И она не ошиблась. Мастер Шурупчик стал-таки доискиваться.
– Возможно, что он ничего не мог сделать ради тебя, – произнес Шурупчик, подняв кверху палец, – но он не попытался это сделать. Захлопнул окно – и пожалуйста!
Что верно, то верно. Захлопнул! Клопедия метнула в сторону Шурупчика хмурый взгляд. «До чего все-таки ужасны люди, старающиеся всегда доискаться до истины! Им только и подавай истину! Какой нудный этот Шурупчик!»
А мастер Шурупчик ерзал на стуле и снова не знал, куда деть свои золотые руки; он тоже подумал о том, как трудно всегда пытаться доискиваться до истины. «Насколько было бы мне легче жить, – думал он, – если бы я не тяготел так к истине. Я бы подошел к этому плуту Бержиану, хлопнул его по плечу и сказал бы ему: «Ну, что нового, дружище?» Но мастер тут же замотал головой. Он не мог отступить от своего правила: прежде всего истина. Что поделаешь, таков уж был мастер Шурупчик. И это неплохо, что есть такие люди.
Впрочем, сколько можно вот так, втроем, сидеть здесь? С грустными лицами встали они из-за стола и, выйдя из «Глоточка», разошлись в разные стороны.

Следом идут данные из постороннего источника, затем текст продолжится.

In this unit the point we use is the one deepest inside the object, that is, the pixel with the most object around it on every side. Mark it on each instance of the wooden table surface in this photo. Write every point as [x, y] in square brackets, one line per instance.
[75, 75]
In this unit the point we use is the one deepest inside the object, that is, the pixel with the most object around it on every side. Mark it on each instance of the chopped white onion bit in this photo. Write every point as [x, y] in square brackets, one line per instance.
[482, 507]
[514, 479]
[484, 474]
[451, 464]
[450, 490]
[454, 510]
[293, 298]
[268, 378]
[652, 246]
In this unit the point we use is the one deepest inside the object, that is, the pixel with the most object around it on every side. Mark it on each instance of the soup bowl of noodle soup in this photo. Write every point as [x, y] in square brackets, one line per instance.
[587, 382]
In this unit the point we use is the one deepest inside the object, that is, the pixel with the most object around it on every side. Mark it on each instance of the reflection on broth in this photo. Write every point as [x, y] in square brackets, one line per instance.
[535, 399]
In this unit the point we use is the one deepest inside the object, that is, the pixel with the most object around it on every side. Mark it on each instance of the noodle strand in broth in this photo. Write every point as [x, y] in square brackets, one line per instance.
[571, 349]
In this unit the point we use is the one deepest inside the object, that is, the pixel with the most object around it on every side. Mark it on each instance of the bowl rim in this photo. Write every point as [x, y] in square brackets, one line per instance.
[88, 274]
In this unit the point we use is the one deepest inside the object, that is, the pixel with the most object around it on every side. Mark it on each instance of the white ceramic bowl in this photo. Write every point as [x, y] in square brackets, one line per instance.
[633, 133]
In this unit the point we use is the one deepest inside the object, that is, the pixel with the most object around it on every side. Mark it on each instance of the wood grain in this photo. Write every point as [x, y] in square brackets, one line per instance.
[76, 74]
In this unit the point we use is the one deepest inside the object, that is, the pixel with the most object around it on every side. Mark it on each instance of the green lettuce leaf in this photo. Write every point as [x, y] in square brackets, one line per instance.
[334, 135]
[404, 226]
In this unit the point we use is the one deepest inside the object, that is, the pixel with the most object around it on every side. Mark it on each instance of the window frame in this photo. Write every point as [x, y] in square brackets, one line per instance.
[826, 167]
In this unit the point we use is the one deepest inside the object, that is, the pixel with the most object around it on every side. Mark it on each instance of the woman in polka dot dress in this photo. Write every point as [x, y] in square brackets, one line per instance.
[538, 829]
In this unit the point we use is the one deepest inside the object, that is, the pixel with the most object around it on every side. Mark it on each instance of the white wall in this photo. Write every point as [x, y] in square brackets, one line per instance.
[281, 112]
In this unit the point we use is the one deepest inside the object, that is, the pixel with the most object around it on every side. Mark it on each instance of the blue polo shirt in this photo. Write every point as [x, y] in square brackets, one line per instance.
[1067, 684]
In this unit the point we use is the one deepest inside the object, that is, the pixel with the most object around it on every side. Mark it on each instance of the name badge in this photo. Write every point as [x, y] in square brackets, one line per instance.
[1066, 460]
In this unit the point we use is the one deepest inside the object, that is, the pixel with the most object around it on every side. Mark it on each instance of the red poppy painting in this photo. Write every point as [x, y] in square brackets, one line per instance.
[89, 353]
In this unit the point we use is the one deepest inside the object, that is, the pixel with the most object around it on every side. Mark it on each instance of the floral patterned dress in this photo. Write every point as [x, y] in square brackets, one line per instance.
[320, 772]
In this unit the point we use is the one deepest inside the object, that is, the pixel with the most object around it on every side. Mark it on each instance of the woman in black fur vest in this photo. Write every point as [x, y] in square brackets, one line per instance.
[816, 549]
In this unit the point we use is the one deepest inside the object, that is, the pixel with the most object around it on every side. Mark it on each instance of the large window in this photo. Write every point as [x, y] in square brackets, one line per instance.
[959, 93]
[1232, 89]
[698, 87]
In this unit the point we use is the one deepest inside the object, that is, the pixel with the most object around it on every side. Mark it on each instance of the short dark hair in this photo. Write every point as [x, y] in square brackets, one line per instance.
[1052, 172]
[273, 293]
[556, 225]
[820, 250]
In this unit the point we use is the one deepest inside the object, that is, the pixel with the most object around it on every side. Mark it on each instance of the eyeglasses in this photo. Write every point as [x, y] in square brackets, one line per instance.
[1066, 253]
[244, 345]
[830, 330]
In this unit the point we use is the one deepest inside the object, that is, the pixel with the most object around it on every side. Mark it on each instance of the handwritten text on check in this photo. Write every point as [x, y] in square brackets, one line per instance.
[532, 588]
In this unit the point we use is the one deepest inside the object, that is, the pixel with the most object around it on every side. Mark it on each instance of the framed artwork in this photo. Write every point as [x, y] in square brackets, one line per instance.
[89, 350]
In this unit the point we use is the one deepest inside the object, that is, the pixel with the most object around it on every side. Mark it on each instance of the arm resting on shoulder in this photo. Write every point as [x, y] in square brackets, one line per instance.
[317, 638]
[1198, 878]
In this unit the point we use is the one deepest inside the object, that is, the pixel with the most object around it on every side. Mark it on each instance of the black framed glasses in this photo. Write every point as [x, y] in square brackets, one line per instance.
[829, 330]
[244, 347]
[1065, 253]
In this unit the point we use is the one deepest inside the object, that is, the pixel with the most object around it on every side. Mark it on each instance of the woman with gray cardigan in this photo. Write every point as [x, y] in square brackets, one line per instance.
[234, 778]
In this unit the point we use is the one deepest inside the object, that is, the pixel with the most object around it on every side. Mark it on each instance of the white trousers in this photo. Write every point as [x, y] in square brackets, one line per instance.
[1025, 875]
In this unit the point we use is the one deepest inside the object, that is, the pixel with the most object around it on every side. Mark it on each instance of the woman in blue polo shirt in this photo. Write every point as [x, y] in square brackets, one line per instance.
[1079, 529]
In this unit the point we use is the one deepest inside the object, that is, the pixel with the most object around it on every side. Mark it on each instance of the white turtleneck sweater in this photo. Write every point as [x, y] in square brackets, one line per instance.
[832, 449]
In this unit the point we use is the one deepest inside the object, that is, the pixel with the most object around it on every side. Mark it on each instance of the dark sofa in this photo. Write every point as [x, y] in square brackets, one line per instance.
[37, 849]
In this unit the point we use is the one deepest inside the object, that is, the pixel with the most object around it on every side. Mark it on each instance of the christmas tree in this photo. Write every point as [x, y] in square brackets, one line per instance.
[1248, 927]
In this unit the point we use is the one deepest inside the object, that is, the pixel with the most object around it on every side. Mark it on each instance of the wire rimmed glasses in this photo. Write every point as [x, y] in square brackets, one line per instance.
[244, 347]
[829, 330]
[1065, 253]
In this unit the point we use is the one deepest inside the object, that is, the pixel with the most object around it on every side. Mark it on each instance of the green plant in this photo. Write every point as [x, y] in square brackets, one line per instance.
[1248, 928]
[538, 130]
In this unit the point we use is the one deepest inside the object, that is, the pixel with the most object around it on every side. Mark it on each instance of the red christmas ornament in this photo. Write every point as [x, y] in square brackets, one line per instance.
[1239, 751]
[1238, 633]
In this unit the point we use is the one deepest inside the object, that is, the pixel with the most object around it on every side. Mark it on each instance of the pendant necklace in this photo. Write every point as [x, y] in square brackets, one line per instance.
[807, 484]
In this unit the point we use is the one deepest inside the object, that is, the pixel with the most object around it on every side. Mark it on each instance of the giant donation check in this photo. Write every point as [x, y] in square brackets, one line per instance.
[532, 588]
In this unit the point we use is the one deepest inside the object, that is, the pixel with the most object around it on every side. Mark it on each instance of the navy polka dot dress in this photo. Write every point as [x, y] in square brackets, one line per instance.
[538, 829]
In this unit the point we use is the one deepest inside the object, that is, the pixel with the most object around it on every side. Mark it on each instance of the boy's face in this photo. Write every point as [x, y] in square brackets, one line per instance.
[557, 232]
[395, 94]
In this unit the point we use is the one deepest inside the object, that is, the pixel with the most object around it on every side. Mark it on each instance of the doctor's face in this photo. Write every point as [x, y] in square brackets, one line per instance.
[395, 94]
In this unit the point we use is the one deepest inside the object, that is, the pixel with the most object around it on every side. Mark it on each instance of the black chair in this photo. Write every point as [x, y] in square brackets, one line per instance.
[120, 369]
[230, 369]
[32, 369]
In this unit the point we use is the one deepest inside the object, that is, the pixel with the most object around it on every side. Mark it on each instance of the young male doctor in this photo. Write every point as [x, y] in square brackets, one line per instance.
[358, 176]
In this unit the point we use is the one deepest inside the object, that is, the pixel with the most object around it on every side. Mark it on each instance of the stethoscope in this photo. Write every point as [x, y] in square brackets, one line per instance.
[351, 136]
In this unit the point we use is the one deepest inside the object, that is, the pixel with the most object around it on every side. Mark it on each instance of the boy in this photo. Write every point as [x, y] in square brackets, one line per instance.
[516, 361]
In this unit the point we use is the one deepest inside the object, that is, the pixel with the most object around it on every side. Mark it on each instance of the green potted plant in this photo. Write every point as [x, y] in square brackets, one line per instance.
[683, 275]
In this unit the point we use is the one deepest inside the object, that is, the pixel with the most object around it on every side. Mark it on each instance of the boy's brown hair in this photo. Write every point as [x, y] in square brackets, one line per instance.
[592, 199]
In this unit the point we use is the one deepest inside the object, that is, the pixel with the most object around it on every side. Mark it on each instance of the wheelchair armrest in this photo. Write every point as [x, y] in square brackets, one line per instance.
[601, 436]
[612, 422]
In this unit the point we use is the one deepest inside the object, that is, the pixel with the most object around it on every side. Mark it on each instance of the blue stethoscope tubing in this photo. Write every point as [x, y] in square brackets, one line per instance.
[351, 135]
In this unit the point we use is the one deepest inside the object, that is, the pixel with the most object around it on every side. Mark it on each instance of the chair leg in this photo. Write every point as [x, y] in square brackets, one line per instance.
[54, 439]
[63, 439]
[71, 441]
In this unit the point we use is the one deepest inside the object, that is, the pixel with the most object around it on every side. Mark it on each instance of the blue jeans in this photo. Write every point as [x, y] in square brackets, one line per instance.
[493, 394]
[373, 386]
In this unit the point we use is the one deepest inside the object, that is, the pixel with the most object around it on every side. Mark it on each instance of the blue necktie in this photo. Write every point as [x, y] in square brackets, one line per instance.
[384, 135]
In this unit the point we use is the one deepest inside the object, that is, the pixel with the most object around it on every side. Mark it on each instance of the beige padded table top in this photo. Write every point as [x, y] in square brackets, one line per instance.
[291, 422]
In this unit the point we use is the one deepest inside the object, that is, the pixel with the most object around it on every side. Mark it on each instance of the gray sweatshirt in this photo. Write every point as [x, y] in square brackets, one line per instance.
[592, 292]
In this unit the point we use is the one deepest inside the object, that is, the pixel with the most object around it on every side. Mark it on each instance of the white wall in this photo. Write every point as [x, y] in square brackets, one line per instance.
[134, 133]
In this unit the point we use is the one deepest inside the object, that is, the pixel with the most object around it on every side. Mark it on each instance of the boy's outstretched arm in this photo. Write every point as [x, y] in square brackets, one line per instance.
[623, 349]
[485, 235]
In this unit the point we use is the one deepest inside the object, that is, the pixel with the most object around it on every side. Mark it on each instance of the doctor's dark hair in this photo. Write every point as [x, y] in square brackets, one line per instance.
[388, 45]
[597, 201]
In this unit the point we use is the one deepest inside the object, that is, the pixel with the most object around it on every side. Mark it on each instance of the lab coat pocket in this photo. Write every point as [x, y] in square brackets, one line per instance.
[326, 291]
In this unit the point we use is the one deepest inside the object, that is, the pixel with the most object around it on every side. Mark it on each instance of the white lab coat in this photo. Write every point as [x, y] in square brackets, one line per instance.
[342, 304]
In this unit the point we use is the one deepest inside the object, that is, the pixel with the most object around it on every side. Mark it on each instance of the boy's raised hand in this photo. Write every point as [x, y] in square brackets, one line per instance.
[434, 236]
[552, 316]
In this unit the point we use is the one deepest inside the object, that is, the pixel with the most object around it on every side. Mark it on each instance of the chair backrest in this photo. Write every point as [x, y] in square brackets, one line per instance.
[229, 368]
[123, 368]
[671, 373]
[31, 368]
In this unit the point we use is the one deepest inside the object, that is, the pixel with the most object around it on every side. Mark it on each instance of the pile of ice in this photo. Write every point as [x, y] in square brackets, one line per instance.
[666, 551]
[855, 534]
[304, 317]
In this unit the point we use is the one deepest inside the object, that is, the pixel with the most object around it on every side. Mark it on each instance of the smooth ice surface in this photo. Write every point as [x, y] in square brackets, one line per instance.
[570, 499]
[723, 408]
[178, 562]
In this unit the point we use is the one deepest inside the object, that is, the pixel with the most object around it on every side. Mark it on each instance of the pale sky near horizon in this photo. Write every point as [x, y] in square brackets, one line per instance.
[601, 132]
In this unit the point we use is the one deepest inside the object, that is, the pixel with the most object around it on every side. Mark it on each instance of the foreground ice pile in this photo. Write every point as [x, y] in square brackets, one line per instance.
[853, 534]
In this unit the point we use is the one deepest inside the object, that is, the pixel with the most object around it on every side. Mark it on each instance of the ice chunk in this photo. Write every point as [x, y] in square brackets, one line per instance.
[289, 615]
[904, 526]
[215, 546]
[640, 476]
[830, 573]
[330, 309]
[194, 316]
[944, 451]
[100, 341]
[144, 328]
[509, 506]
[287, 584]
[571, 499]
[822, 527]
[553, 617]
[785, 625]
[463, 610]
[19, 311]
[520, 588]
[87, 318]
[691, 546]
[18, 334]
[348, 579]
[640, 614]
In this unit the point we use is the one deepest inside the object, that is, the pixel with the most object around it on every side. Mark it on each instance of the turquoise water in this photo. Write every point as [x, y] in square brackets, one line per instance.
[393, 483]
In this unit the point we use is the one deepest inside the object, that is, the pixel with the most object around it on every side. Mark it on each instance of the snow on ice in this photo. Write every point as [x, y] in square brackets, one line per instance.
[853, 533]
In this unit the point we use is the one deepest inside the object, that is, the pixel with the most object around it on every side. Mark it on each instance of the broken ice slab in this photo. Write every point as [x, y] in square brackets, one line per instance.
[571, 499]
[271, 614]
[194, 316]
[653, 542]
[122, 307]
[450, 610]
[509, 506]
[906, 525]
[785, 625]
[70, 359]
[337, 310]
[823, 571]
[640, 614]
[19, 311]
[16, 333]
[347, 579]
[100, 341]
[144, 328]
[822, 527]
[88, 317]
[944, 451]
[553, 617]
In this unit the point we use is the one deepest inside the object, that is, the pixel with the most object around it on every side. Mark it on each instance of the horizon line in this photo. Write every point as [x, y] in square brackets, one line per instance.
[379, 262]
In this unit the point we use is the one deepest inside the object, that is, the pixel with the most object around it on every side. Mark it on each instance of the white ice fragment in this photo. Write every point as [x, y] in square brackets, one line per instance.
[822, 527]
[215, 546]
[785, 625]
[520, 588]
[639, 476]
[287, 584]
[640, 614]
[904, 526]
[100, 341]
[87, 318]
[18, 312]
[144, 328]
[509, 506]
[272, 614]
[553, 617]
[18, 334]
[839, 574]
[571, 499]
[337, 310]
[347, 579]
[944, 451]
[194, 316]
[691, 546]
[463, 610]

Понурый и печальный брел домой мастер Шурупчик. Еще более понурым и расстроенным был Флейтик, музыкант «Затыкай уши!». Однако самой удрученной и грустной была болтунья-щебетунья маленькая Энци Клопедия. Взглянув на затянутое облаками пасмурное зимнее небо, она подумала: «Небо тоже хмурое и печальное. Точь-в-точь как мы». Однако зимнее небо отнюдь не желало вечно оставаться хмурым и пасмурным. Еще чего! И вот – пожалуйста: одна за другой полетели с неба веселые белые снежинки. Они кружились перед грустным носиком Клопедии, и вот одна уже села ей на реснички. И вдруг веселый хоровод снежинок хлынул на город. Маленькая Энци Клопедия остановилась как вкопанная и – куда девались подавленность и печаль? – радостно воскликнула:
– Снег идет!
Впрочем, «снег идет» – это не те слова! Снег валил, падал большими хлопьями. Снежинки кружились в воздухе, и Клопедии казалось, что она даже слышит, как весело и озорно кричат они ей: «Забудь, забудь о своем горюшке!»
Клопедия распростерла руки, как бы желая обнять заснеженную улицу, разукрашенные снегом деревья, покрытые снежными шапками дома.
– Ура! Снежинки замели грусть и печаль! – воскликнула она.
И тут же круто повернулась и побежала. «Что мне мастер Шурупчик, борец за истину, – подумала она, – раз пошел снег». И вот она уже очутилась во дворе дома Бержиана; далее не отряхнув снег с ног, она застучала каблучками в передней Бержиана. И тут же впорхнула в комнату. Клопедия хотела громогласно сообщить Бержиану, что идет снег, но унылый вид сидящего в кресле и закутанного в одеяло поэта так подействовал на нее, что она оторопело остановилась на пороге, все еще держась за дверную ручку.
Зловещая тишина нависла в комнате. Бержиан уставился на Клопедию бесцветным, тусклым взглядом.
– Кто там? – спросил он.
– То есть как это «кто там?», – пробормотала удивленная Энци Клопедия. – Ты разве не видишь меня?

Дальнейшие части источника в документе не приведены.